Much of Panther rhetoric is couched in Marxist-Maoist terms. One of the few national Panther leaders not in jail or in exile is Raymond Masai Hewitt, the 28-year-old ex-Marine who is Panther Minister of Education. He told TIME San Francisco Bureau Chief Jesse Birnbaum: "We know we can learn from the struggles of China, Korea and Russia. We use it as a guide to action. An ideology has to be a living thing. But the Black Panther Party is not really Maoist." Still, while they may not take all of their own inflammatory rhetoric seriously, other Americans cannot help taking them at their word.
The Panthers have tangled increasingly with police in a dozen cities, and in most cases there is the characteristic dispute over who started it. Panthers contend that cops have regularly harassed and provoked them since the early days of the movement in Oakland. Law-enforcement officials in Washington point to Panther attacks on police in Jersey City, and to the New York indictment of 22 Panthers last April for plotting to kill policemen and dynamite police stations, stores and a railroad right-of-way. Blacks note angrily that 15 of the New York suspects are being held in lieu of $100,000 bail, while four young whites arrested for actually setting dynamite charges in Manhattan office buildings last month had bail put at from $20,000 to $50,000.
Incipient Tragedy. Society has a duty to defend itself against private armies; there can be no argument that Panther arms caches should be broken up just like those of the Mafia or the Ku Klux Klan or the Minutemen. But because of the special history of injustice to blacks, there is incipient tragedy in the use of conventional police tactics against them. Besides, says Lou Smith, a black who heads Operation Bootstrap in Los Angeles, "the police don't use that kind of stuff on the Klan or the Minutemen. You don't find police shooting them down." It is, says Daniel Walker, head of the commission that studied police brutality at the 1968 Chicago convention, "one of those unfortunate situations in which one story is almost totally believed by the white community and another story is almost totally believed by the black community."

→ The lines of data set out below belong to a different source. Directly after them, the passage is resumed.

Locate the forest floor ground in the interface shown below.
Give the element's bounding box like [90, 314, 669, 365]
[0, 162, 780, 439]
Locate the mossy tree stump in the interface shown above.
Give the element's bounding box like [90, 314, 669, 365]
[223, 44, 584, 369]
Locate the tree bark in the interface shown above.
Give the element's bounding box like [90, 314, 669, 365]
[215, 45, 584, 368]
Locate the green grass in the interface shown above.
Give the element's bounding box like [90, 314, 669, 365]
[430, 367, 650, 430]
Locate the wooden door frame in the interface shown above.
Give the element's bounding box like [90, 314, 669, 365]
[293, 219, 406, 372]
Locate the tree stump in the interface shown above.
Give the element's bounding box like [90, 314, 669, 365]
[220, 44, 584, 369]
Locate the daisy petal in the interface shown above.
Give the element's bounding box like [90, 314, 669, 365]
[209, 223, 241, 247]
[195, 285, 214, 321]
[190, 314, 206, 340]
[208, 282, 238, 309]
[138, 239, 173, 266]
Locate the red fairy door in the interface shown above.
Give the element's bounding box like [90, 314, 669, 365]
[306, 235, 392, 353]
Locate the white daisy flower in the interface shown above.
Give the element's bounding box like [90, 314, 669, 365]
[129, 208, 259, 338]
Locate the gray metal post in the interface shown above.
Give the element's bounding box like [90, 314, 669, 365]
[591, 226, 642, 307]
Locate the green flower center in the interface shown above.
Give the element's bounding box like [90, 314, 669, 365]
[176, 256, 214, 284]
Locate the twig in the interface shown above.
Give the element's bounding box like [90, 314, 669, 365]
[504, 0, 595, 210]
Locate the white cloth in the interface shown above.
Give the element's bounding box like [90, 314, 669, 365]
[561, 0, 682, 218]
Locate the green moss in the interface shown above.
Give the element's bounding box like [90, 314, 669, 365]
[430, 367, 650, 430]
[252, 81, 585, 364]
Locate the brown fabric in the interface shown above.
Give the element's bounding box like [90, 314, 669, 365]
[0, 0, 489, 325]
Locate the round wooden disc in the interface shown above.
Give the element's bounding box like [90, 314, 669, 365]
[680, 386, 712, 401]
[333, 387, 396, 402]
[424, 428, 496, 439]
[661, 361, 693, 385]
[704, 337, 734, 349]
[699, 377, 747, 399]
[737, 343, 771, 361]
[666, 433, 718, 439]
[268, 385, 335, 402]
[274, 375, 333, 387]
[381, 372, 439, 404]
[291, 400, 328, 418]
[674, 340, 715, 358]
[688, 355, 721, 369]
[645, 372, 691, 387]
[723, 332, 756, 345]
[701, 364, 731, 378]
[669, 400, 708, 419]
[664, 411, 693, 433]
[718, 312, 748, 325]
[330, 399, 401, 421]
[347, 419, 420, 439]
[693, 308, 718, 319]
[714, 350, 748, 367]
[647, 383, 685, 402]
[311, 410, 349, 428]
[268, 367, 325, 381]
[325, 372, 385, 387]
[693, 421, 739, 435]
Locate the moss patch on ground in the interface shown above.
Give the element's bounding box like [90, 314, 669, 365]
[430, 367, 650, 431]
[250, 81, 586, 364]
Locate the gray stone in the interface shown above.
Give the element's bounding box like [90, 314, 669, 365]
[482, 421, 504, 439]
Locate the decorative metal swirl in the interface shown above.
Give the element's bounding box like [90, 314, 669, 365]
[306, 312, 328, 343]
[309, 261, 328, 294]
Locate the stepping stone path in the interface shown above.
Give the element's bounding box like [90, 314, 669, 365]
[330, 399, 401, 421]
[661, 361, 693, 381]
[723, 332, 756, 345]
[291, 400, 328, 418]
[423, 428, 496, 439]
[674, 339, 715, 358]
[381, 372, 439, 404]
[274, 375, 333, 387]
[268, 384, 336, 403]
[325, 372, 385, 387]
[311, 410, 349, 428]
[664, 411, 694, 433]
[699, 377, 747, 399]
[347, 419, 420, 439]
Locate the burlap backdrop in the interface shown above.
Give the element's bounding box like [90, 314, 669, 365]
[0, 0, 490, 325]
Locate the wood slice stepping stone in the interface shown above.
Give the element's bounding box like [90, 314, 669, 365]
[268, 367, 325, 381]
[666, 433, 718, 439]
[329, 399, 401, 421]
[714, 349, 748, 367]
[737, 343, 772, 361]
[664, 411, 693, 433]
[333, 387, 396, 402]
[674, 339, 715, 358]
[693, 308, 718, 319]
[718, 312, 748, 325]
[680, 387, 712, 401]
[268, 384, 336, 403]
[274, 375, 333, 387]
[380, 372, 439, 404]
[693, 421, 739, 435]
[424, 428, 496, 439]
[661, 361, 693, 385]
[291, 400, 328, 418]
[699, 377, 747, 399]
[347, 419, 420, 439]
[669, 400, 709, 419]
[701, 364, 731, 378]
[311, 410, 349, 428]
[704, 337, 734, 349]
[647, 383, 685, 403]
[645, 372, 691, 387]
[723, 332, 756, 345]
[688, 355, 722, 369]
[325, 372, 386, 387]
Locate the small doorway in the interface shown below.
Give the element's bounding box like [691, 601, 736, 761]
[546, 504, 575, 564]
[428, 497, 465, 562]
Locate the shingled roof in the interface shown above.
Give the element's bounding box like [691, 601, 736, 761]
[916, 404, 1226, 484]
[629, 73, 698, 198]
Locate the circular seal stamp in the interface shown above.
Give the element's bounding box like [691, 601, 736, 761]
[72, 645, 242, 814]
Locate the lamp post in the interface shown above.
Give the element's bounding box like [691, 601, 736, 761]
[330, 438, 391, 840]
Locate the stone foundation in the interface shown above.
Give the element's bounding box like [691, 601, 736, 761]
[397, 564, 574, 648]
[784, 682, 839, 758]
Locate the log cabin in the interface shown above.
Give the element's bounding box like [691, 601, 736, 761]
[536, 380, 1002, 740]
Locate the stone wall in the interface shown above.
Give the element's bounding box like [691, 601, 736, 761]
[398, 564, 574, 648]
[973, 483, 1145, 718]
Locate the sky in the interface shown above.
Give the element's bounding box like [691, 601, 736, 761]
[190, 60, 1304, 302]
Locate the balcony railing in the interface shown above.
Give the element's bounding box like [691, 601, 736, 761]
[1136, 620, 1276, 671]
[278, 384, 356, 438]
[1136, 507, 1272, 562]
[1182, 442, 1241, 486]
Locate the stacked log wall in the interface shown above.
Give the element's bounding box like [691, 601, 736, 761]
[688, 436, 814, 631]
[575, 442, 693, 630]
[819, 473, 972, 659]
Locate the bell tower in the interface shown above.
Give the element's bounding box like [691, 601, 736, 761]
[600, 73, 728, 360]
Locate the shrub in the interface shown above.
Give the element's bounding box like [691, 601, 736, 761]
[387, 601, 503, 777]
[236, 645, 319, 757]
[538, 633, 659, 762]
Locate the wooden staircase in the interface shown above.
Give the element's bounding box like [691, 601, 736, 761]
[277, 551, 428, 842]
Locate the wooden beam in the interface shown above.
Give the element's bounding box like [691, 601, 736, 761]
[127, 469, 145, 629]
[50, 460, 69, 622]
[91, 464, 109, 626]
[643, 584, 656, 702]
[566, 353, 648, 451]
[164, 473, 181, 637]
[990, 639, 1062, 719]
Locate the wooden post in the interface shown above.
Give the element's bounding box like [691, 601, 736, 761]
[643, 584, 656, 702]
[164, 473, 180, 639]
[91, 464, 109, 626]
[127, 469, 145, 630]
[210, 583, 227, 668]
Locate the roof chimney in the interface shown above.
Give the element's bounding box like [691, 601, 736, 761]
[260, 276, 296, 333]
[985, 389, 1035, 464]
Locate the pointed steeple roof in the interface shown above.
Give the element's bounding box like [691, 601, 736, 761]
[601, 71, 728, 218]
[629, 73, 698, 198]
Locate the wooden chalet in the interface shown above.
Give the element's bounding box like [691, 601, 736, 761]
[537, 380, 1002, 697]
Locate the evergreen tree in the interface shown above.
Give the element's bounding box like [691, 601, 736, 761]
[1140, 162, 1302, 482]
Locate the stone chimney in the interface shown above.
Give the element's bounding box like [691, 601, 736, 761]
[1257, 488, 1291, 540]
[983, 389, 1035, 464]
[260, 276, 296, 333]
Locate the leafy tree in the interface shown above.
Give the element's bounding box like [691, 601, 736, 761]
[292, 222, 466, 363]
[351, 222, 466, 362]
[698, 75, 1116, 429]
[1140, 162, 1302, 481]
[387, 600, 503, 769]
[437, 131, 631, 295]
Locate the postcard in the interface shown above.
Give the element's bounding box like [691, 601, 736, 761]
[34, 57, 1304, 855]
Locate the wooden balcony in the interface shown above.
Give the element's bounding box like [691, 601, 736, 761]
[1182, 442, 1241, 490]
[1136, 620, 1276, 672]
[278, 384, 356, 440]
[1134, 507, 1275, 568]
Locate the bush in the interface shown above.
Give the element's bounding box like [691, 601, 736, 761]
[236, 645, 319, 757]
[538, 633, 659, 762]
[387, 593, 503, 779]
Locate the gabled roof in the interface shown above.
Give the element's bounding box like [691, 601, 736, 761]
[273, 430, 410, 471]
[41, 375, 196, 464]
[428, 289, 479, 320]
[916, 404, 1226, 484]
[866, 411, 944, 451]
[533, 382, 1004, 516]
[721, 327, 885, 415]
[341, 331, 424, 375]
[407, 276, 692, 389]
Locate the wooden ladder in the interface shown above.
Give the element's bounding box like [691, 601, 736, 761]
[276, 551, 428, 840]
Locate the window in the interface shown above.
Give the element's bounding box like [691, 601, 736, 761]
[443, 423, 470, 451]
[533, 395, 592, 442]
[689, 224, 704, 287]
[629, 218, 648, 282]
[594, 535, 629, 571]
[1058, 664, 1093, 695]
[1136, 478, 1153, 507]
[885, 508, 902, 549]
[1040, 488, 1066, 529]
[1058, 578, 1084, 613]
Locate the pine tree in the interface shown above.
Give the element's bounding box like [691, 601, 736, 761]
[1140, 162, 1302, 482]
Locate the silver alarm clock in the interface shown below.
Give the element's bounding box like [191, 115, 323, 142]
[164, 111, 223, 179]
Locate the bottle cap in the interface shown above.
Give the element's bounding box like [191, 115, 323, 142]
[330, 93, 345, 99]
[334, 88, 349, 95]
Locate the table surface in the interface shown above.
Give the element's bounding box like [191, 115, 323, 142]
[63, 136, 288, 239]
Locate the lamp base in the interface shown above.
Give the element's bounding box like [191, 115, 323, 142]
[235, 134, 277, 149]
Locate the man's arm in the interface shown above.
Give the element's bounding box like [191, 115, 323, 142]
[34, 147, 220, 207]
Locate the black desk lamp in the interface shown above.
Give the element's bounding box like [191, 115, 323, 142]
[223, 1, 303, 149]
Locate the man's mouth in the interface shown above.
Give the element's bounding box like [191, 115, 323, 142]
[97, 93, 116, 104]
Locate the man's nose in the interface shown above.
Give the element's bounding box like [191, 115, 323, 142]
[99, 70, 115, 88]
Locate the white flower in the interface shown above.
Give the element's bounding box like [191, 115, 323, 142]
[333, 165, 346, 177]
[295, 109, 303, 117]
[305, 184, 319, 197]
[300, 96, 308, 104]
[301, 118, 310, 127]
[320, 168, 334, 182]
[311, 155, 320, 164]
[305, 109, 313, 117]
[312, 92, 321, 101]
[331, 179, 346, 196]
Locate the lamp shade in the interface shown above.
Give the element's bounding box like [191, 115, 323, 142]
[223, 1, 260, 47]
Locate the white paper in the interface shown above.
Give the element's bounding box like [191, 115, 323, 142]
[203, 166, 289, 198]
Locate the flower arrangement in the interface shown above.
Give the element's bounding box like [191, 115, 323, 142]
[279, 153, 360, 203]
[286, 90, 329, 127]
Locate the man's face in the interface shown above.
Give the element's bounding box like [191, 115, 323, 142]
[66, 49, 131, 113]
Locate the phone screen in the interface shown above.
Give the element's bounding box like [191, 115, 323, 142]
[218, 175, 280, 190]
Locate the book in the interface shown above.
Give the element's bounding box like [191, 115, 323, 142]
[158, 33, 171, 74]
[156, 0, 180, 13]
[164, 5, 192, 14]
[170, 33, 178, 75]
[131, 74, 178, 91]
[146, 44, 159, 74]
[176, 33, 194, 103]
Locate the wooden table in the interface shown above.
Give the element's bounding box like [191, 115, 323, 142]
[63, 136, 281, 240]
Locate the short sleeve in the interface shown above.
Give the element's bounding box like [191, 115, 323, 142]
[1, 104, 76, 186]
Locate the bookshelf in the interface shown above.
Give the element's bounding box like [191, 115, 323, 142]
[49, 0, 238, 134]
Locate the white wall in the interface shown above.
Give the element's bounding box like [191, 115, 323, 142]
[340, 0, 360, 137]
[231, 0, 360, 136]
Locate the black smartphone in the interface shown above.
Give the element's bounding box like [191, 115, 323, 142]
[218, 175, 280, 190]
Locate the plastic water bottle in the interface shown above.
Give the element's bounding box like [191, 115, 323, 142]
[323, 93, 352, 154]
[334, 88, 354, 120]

To most whites, violence is not justifiable; to an increasing number of blacks, it is. While there is no evidence of a police conspiracy to annihilate the Panthers, more and more blacks believe it to be so. Says Los Angeles' Lou Smith: "They're going to make every one of us Panthers." Even middle-class blacks are rallying. Edward Boyd, a New York marketing executive with a son at Yale and two younger boys at Collegiate, a fashionable Manhattan private school, admits: "I'm changing my mind and they will have my support." The growing paranoia of many police feeds on that of the Panthers. For the American white majority, the risk of an all-out police attack on the Panthers is that it will bring about precisely what it is presumably intended to forestall: creation of a large, militant force of armed, angry blacks dedicated to achieving justice at whatever cost in violence to white society--and to themselves.